A propos d’adipologie, nous nous garderons d’entrer dans des détails trop techniques. Cependant il nous faut revenir sur ce que nous avons déjà dit dans notre précédent travail. Les corps gras constituent les éthers de la glycérine, ou, pour parler moins rigoureusement, mais plus clairement, les corps gras, huiles, graisses, beurres, résultent de l’union avec les acides gras, de la glycérine, ce liquide si employé en parfumerie. Combustibles, très riches en carbone, assez riches en hydrogène, pauvres en oxygène, les acides gras sont insolubles dans l’eau[1] : les uns sont liquides comme l’acide oléique, les autres, solides comme l’acide stéarique, qui constitue les bougies.
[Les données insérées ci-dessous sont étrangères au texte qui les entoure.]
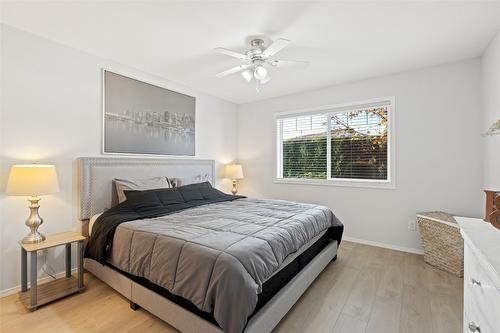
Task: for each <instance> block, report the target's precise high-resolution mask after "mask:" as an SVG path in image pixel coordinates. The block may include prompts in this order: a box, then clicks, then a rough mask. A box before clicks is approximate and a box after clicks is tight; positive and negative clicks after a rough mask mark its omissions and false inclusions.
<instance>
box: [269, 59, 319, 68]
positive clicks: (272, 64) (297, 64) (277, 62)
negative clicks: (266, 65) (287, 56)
mask: <svg viewBox="0 0 500 333" xmlns="http://www.w3.org/2000/svg"><path fill="white" fill-rule="evenodd" d="M269 64H270V65H271V66H274V67H306V66H307V65H309V62H308V61H297V60H271V61H269Z"/></svg>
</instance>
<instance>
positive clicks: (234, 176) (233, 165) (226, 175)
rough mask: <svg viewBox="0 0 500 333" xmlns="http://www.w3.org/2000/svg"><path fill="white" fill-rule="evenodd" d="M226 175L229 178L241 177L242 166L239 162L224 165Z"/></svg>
mask: <svg viewBox="0 0 500 333" xmlns="http://www.w3.org/2000/svg"><path fill="white" fill-rule="evenodd" d="M226 177H227V178H229V179H243V168H242V167H241V164H228V165H226Z"/></svg>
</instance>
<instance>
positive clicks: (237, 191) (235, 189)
mask: <svg viewBox="0 0 500 333" xmlns="http://www.w3.org/2000/svg"><path fill="white" fill-rule="evenodd" d="M231 193H232V194H233V195H236V193H238V189H237V188H236V179H233V189H232V190H231Z"/></svg>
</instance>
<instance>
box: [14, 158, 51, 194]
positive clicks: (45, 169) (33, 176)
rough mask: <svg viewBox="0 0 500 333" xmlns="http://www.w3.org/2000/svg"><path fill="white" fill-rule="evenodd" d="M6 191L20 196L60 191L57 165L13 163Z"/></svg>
mask: <svg viewBox="0 0 500 333" xmlns="http://www.w3.org/2000/svg"><path fill="white" fill-rule="evenodd" d="M5 192H6V193H7V194H8V195H18V196H37V195H44V194H51V193H56V192H59V183H58V181H57V173H56V167H55V166H53V165H43V164H25V165H13V166H12V167H11V169H10V174H9V180H8V182H7V188H6V190H5Z"/></svg>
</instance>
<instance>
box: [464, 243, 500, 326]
mask: <svg viewBox="0 0 500 333" xmlns="http://www.w3.org/2000/svg"><path fill="white" fill-rule="evenodd" d="M464 257H465V271H464V325H465V326H466V328H467V330H466V331H465V332H471V331H470V330H469V329H468V324H469V323H470V322H474V323H476V324H477V325H478V326H480V327H481V333H485V332H500V293H499V292H498V290H497V289H496V288H495V286H494V285H493V283H492V281H491V279H490V278H489V277H488V275H487V274H486V272H485V270H484V268H483V267H482V266H481V264H480V263H479V261H478V260H477V258H476V256H475V254H474V253H473V252H472V250H471V248H470V247H469V246H467V244H465V247H464Z"/></svg>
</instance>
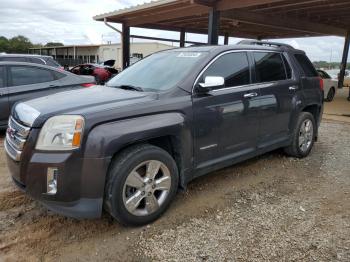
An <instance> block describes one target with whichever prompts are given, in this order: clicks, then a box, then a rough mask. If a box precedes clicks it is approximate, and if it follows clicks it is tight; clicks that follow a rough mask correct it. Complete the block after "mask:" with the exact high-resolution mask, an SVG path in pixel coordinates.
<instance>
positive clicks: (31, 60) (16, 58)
mask: <svg viewBox="0 0 350 262" xmlns="http://www.w3.org/2000/svg"><path fill="white" fill-rule="evenodd" d="M4 61H7V62H26V63H34V64H39V65H47V66H52V67H57V68H60V69H62V70H63V67H62V66H61V65H60V64H59V63H57V62H56V61H55V60H54V59H53V58H52V56H43V55H28V54H0V62H4Z"/></svg>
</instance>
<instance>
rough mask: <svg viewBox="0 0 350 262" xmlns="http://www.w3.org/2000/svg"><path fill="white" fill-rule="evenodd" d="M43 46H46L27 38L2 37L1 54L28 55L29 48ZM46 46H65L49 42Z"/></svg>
mask: <svg viewBox="0 0 350 262" xmlns="http://www.w3.org/2000/svg"><path fill="white" fill-rule="evenodd" d="M43 46H44V45H42V44H33V43H32V42H31V41H30V40H29V39H28V38H27V37H25V36H22V35H19V36H15V37H12V38H9V39H7V38H6V37H4V36H0V53H2V52H5V53H9V54H11V53H13V54H26V53H28V49H29V48H32V47H43ZM45 46H46V47H50V46H63V44H62V43H59V42H49V43H47V44H46V45H45Z"/></svg>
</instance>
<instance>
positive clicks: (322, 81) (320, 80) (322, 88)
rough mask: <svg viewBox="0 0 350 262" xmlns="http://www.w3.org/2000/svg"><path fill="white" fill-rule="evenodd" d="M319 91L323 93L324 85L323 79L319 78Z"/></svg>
mask: <svg viewBox="0 0 350 262" xmlns="http://www.w3.org/2000/svg"><path fill="white" fill-rule="evenodd" d="M319 79H320V89H321V90H322V91H323V90H324V85H323V79H322V78H321V77H320V78H319Z"/></svg>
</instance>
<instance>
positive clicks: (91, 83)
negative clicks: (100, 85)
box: [81, 83, 96, 87]
mask: <svg viewBox="0 0 350 262" xmlns="http://www.w3.org/2000/svg"><path fill="white" fill-rule="evenodd" d="M95 85H96V84H94V83H85V84H81V86H82V87H92V86H95Z"/></svg>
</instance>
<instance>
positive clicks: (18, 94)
mask: <svg viewBox="0 0 350 262" xmlns="http://www.w3.org/2000/svg"><path fill="white" fill-rule="evenodd" d="M94 81H95V80H94V78H93V77H85V78H84V77H79V76H76V75H74V74H71V73H69V72H65V71H62V70H59V69H57V68H54V67H51V66H44V65H38V64H30V63H19V62H0V129H4V128H6V127H7V121H8V118H9V115H10V109H11V107H12V106H13V105H14V104H15V103H16V102H18V101H21V100H25V99H30V98H36V97H40V96H46V95H48V94H53V93H57V92H60V91H66V90H70V89H74V88H81V87H87V86H89V85H91V84H93V83H94Z"/></svg>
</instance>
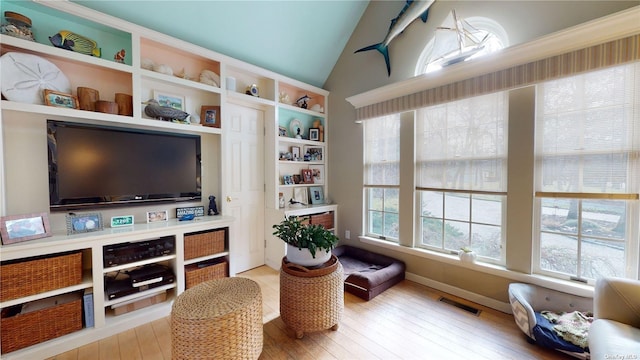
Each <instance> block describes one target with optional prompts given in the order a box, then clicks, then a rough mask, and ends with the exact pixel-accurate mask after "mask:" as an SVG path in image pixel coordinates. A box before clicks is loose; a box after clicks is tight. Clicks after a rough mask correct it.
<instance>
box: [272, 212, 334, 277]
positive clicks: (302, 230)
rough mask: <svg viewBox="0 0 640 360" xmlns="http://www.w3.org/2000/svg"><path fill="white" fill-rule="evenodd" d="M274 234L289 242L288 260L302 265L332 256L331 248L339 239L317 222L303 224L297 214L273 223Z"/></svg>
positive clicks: (286, 217)
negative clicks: (276, 222)
mask: <svg viewBox="0 0 640 360" xmlns="http://www.w3.org/2000/svg"><path fill="white" fill-rule="evenodd" d="M273 228H274V229H275V231H274V233H273V235H275V236H277V237H279V238H280V239H282V241H284V242H285V243H287V260H289V261H290V262H292V263H294V264H298V265H302V266H316V265H320V264H323V263H325V262H327V261H329V259H330V258H331V249H333V247H334V246H335V245H336V244H337V243H338V241H339V239H338V237H337V236H335V235H334V234H333V233H332V232H331V231H329V230H327V229H325V228H324V227H323V226H321V225H317V224H309V225H306V224H302V223H301V222H300V220H299V219H298V217H297V216H288V217H285V218H284V220H283V221H282V222H281V223H280V224H276V225H273Z"/></svg>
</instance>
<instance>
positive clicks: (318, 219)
mask: <svg viewBox="0 0 640 360" xmlns="http://www.w3.org/2000/svg"><path fill="white" fill-rule="evenodd" d="M310 222H311V224H317V225H322V226H323V227H324V228H325V229H327V230H330V229H333V211H329V212H326V213H323V214H314V215H311V221H310Z"/></svg>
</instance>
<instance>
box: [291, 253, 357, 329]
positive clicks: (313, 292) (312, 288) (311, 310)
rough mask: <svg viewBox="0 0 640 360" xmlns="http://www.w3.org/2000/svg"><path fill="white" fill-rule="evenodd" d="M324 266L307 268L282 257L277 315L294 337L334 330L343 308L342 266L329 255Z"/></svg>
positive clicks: (339, 318) (342, 274)
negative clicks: (279, 291)
mask: <svg viewBox="0 0 640 360" xmlns="http://www.w3.org/2000/svg"><path fill="white" fill-rule="evenodd" d="M327 264H328V265H327V266H325V267H324V268H320V269H307V268H304V267H302V266H300V265H294V264H291V263H289V262H287V260H286V257H285V258H284V259H283V261H282V268H281V270H280V318H281V319H282V321H283V322H284V323H285V324H286V325H287V326H289V327H290V328H291V329H292V330H293V331H294V332H295V336H296V338H298V339H301V338H302V337H303V336H304V333H305V332H311V331H318V330H325V329H329V328H331V330H334V331H335V330H338V323H339V322H340V319H341V318H342V312H343V311H344V291H343V286H344V285H343V273H344V271H343V269H342V264H340V262H339V261H338V258H336V257H335V256H331V260H330V261H329V262H327Z"/></svg>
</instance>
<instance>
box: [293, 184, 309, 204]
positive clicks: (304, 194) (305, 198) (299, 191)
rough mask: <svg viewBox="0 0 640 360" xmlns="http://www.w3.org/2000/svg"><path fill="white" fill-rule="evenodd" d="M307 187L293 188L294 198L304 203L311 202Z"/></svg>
mask: <svg viewBox="0 0 640 360" xmlns="http://www.w3.org/2000/svg"><path fill="white" fill-rule="evenodd" d="M307 190H308V189H307V188H306V187H297V188H294V189H293V200H294V201H297V202H299V203H302V204H304V205H307V204H309V191H307Z"/></svg>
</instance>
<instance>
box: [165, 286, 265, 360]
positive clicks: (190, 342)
mask: <svg viewBox="0 0 640 360" xmlns="http://www.w3.org/2000/svg"><path fill="white" fill-rule="evenodd" d="M262 340H263V330H262V293H261V292H260V286H259V285H258V284H257V283H256V282H255V281H253V280H250V279H245V278H239V277H232V278H224V279H217V280H211V281H206V282H203V283H200V284H198V285H196V286H194V287H192V288H190V289H188V290H186V291H185V292H183V293H182V294H180V295H179V296H178V298H177V299H176V301H175V302H174V303H173V307H172V309H171V353H172V359H257V358H258V357H259V356H260V353H261V352H262Z"/></svg>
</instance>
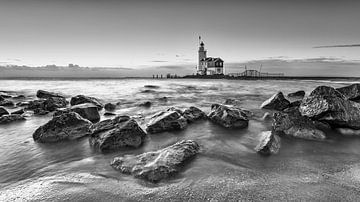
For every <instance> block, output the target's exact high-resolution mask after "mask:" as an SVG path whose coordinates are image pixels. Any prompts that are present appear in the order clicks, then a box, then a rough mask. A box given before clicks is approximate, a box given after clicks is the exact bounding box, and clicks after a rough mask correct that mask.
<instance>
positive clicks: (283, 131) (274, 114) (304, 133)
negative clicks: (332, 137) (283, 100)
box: [272, 109, 326, 140]
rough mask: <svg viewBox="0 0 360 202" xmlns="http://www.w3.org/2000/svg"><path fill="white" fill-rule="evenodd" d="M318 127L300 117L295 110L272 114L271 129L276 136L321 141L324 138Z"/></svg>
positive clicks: (311, 120) (303, 118) (278, 112)
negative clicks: (291, 137)
mask: <svg viewBox="0 0 360 202" xmlns="http://www.w3.org/2000/svg"><path fill="white" fill-rule="evenodd" d="M318 125H319V124H316V122H315V121H312V120H311V119H309V118H307V117H304V116H301V114H300V112H299V111H298V110H297V109H293V110H291V111H289V112H287V113H285V112H276V113H274V118H273V124H272V127H273V130H274V131H275V132H277V133H278V134H285V135H287V136H292V137H296V138H302V139H308V140H323V139H325V138H326V136H325V133H324V132H323V131H321V130H319V129H318V128H317V126H318Z"/></svg>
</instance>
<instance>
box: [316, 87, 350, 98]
mask: <svg viewBox="0 0 360 202" xmlns="http://www.w3.org/2000/svg"><path fill="white" fill-rule="evenodd" d="M313 96H320V97H324V98H328V97H338V98H341V99H345V96H344V95H343V94H341V93H340V92H339V91H337V90H336V89H335V88H333V87H330V86H318V87H316V88H315V89H314V90H313V91H312V92H311V93H310V95H309V97H313Z"/></svg>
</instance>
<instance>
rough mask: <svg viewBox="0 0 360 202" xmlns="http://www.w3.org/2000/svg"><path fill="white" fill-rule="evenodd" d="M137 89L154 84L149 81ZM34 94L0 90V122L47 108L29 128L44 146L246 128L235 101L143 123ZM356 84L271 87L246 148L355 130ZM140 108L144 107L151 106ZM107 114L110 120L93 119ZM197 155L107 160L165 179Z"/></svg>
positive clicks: (122, 168) (163, 112) (259, 152)
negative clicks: (26, 93)
mask: <svg viewBox="0 0 360 202" xmlns="http://www.w3.org/2000/svg"><path fill="white" fill-rule="evenodd" d="M145 88H151V89H156V87H154V86H147V87H145ZM36 96H37V98H38V99H31V98H30V97H26V96H25V95H21V94H18V93H16V92H6V91H0V105H1V107H0V124H10V123H15V122H20V121H26V119H31V118H32V117H33V116H42V115H46V114H49V113H51V114H52V118H51V120H49V121H48V122H47V123H46V124H44V125H42V126H39V128H38V129H36V130H35V131H34V133H33V139H34V141H36V142H38V143H41V144H51V143H55V142H60V141H71V140H75V139H78V138H86V137H88V138H89V145H90V146H91V147H93V148H95V149H96V150H99V152H111V151H114V150H119V149H128V150H131V149H132V148H139V147H141V146H142V145H143V144H144V142H146V141H148V139H147V138H146V137H147V136H149V135H156V134H158V133H163V132H170V133H172V132H174V131H178V130H183V129H185V128H186V127H187V126H188V125H189V124H198V123H197V121H198V120H207V121H210V122H212V123H214V124H216V125H219V126H221V127H223V128H225V129H227V130H235V129H236V130H242V129H245V128H247V127H248V125H249V121H251V119H252V118H253V117H252V112H251V111H248V110H246V109H243V108H241V103H240V102H237V101H236V100H226V101H225V102H224V103H223V104H221V103H215V104H212V105H211V106H209V108H210V113H208V114H206V113H205V112H203V111H202V110H200V109H199V108H197V107H195V106H191V107H189V108H185V109H180V108H176V107H170V108H168V109H166V110H163V111H159V112H157V113H155V114H153V115H152V116H150V117H149V121H148V122H147V123H146V127H145V128H144V129H143V128H142V127H141V126H140V124H139V123H138V122H137V121H136V120H135V119H134V118H132V117H130V116H127V115H126V114H119V115H117V114H115V113H113V111H114V110H115V109H116V107H117V104H114V103H106V104H104V103H101V101H100V100H99V99H97V98H94V97H89V96H85V95H75V96H73V97H71V99H70V100H68V99H67V98H66V96H64V95H62V94H61V93H57V92H48V91H44V90H39V91H37V93H36ZM359 101H360V84H353V85H350V86H346V87H342V88H338V89H335V88H332V87H329V86H318V87H316V88H315V89H314V90H313V91H312V92H311V93H310V94H309V95H307V96H306V94H305V91H297V92H294V93H290V94H288V95H287V96H285V95H284V94H283V93H281V92H278V93H276V94H274V95H273V96H272V97H270V98H269V99H268V100H266V101H264V102H263V104H262V105H261V106H260V107H259V108H261V109H263V110H264V113H265V114H266V116H264V121H265V120H269V119H270V120H271V121H272V127H271V128H269V129H268V130H267V131H263V132H262V133H261V134H260V139H259V144H258V145H257V146H256V147H255V148H254V151H256V152H258V153H259V154H260V155H265V156H269V155H276V154H277V153H278V152H279V151H280V150H281V148H280V147H281V144H280V142H281V138H300V139H305V140H315V141H323V140H325V139H326V138H327V133H328V131H332V130H335V131H338V132H340V133H342V134H343V135H347V136H348V135H358V134H360V132H359V131H360V104H359V103H358V102H359ZM140 107H147V108H150V107H151V103H145V102H144V104H141V105H140ZM106 113H108V114H109V115H110V116H114V118H112V119H105V120H102V121H101V119H100V117H101V114H103V115H105V114H106ZM198 153H201V145H200V144H198V143H197V142H196V141H194V140H183V141H179V142H177V143H175V144H173V145H169V146H168V147H165V148H161V149H159V150H156V151H152V152H146V153H143V154H139V155H127V156H121V157H115V158H114V160H113V161H112V162H111V163H110V164H109V165H108V166H110V165H111V166H112V167H113V168H114V169H116V170H119V171H120V172H122V173H126V174H130V175H133V176H134V177H137V178H141V179H145V180H147V181H150V182H159V181H162V180H166V179H168V178H169V177H171V176H172V175H174V174H176V173H178V172H181V168H182V167H183V166H184V165H185V164H187V163H188V162H189V161H191V160H194V159H195V158H196V155H197V154H198Z"/></svg>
Tous s’unissent volontiers aux oxydes métalliques, à la chaux, aux alcalis, pour lesquels ils délaissent la glycérine, qu’ils mettent en liberté. Dans le premier cas, celui de l’oxyde de plomb, pour fixer les idées, il se forme ce que les pharmaciens appellent un « emplâtre ; » dans le second cas, un savon calcaire, sans intérêt parce qu’il n’est pas soluble, prend naissance ; dans le troisième cas enfin, il se produit un sel de soude ou de potasse, très soluble comme tous les composés alcalins et doué de propriétés détersives : ce sont les savons dont nous usons quotidiennement.

Tout naturellement nous arrivons maintenant à la question de l’analyse des savons commerciaux. Un savon a-t-il la valeur marchande que lui attribue le vendeur ? De tout temps, sous l’ancien régime comme aujourd’hui, on a eu recours, comme nous l’avons déjà indiqué, à un moyen bien simple d’augmenter artificiellement le poids brut du savon. C’est de lui faire absorber une proportion d’eau surabondante ; il ne faut pas

  1. Il existe des acides gras solubles dans les termes de la série les plus pauvres en carbone et hydrogène : par exemple l’acide butyrique qui entre dans la composition du beurre. Cet acide s’assimile très bien les bases, fournit des dérivés solubles et dialysables (c’est-à-dire susceptibles de filtrer à travers les membranes poreuses) mais qui n’ont pas la stabilité des combinaisons des acides gras plus carbonés.